Basically, the government stripped them of their right to stay in Australia for some law violation but couldn’t deport them because they have nowhere else to go. The High Court case means they were released into the community, no doubt with considerable police resources being used to keep track of them, and the government isn’t too happy about that.
So, what has the government decided to do? “Resettle” them in Nauru (see, it’s not detention!) “by removing the requirement to provide procedural fairness in cases where there are third-country arrangements”.
Dodgy? Certainly looks that way, but I’m no lawyer. But what I want to look at is the cost: $408 million upfront and $70 million a year afterwards, for up to 30 years. If all 354 people are “resettled”, that’s a total of around $7 million a person.

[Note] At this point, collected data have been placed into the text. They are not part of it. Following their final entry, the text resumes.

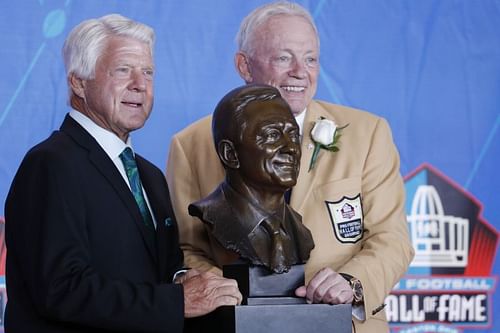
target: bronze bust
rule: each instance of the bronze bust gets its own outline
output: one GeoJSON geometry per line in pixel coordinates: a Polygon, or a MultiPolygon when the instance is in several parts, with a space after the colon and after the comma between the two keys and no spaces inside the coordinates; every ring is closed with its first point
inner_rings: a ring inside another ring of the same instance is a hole
{"type": "Polygon", "coordinates": [[[279,91],[255,84],[232,90],[215,108],[212,132],[226,177],[189,213],[251,264],[284,273],[305,263],[312,235],[284,200],[299,174],[299,128],[279,91]]]}

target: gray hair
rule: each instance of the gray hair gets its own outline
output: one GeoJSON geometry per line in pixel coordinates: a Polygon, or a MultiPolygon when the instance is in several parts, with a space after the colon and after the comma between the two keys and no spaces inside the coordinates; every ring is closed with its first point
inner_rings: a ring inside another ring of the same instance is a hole
{"type": "Polygon", "coordinates": [[[118,14],[89,19],[73,28],[64,42],[66,76],[74,73],[81,79],[93,79],[97,59],[113,36],[144,42],[153,55],[155,34],[151,27],[118,14]]]}
{"type": "Polygon", "coordinates": [[[236,35],[238,50],[249,55],[253,54],[253,36],[259,26],[266,23],[270,18],[277,15],[299,16],[304,18],[316,34],[316,40],[319,48],[318,29],[314,24],[311,14],[301,5],[288,1],[272,2],[254,9],[248,14],[240,25],[240,30],[236,35]]]}

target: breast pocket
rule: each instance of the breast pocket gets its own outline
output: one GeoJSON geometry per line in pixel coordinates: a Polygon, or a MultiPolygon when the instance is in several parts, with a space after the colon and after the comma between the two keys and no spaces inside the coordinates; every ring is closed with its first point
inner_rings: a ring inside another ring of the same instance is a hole
{"type": "Polygon", "coordinates": [[[361,193],[361,178],[351,177],[333,180],[319,185],[314,196],[319,200],[338,201],[342,197],[353,197],[361,193]]]}
{"type": "Polygon", "coordinates": [[[328,182],[314,191],[316,200],[327,207],[335,237],[341,243],[357,243],[363,238],[361,179],[345,178],[328,182]]]}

Now, that seems like a lot. But looking after people, whether in prison, detention, or as part of a dodgy “resettlement” in a foreign country isn’t cheap. According to the Justice Reform Initiative, it costs taxpayers around $150,000 annually to keep an adult in prison. A child is a cool million, but let’s just assume the NZYQ cohort are all adults without dependents.

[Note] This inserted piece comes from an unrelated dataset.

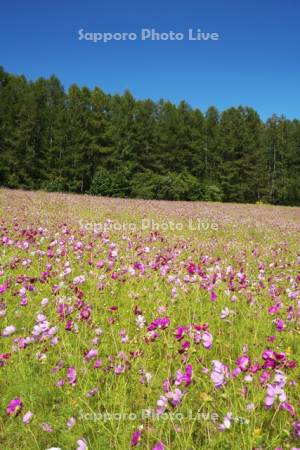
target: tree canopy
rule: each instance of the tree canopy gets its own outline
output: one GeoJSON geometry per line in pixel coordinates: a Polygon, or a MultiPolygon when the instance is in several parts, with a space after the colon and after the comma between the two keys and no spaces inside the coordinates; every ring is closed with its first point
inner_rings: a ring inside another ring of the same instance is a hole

$150,000 * 30 years ≈ $4,500,000.
That’s a fair bit under the roughly $7 million that’s going to Nauru to “resettle” a single person for the same amount of time. But remember that a bunch of the cash is up-front to set up the totally not-a-detention facility. Looking at only the annual portion, it’s not far off housing an adult in an Australian prison:
$70,000,000 / 354 ≈ $200,000.
It’s still a little bit more expensive—approximately $50,000 a year, or around 33% extra. But the estimate for an Australian imprisonment above doesn’t include the infrastructure setup costs, and we also don’t know all the details of the Nauru deal. For example, whether more people will be sent over time (which would reduce the per-person cost, given the fee is supposedly fixed), and of course there needs to be a little something in it for the people of Nauru.
So, all up I don’t think the Albanese government has overpaid. Whether it has done the right thing legally and morally, well that’s a separate question.